And, oh, the love story… it’s enough to make the least romantic of you quiver at the knees, I swear. For those of you unfamiliar with the book or needing a little teaser, Claire Randall lives in 1945 before getting transported back to 1743 after touching a magic rock. She tries to get back her present life, but ends up falling in love with a Scottish Highlander. There are lots of politics going on; it’s just prior to the Jacobite rebellions, and the English army is terrorizing the Scots. The time travel thing sounds hokey, I know, but at least it is not overdone. If you can wrap your head around that one fact, you’ll be fine. I won’t give away any more!

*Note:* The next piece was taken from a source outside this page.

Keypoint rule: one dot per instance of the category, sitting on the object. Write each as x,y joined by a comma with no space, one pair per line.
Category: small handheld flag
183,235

After recovering from a romance-induced swoon as I turned the last page, I went online to read some reviews of the book. I’m always curious to know what others are thinking. Apparently, “Outlander” has a bit of a bad reputation, since it’s often categorized in the romance section. I disagree. Yes, there are some pretty steamy scenes, but that’s not the focus of the book. The characterization of Claire and Jamie is great; they’re not portrayed as dashing hero and damsel-in-distress, by any means, but as flawed, intelligent human beings. It’s also not an easy read; there are scenes of torture that were disturbing, yet do a good job at portraying the brutality with which the English were known for treating the Scots. (Think “Braveheart.”) It may not be “classic” literature, but it’s a great read.
Has anyone else read it? What do you think?!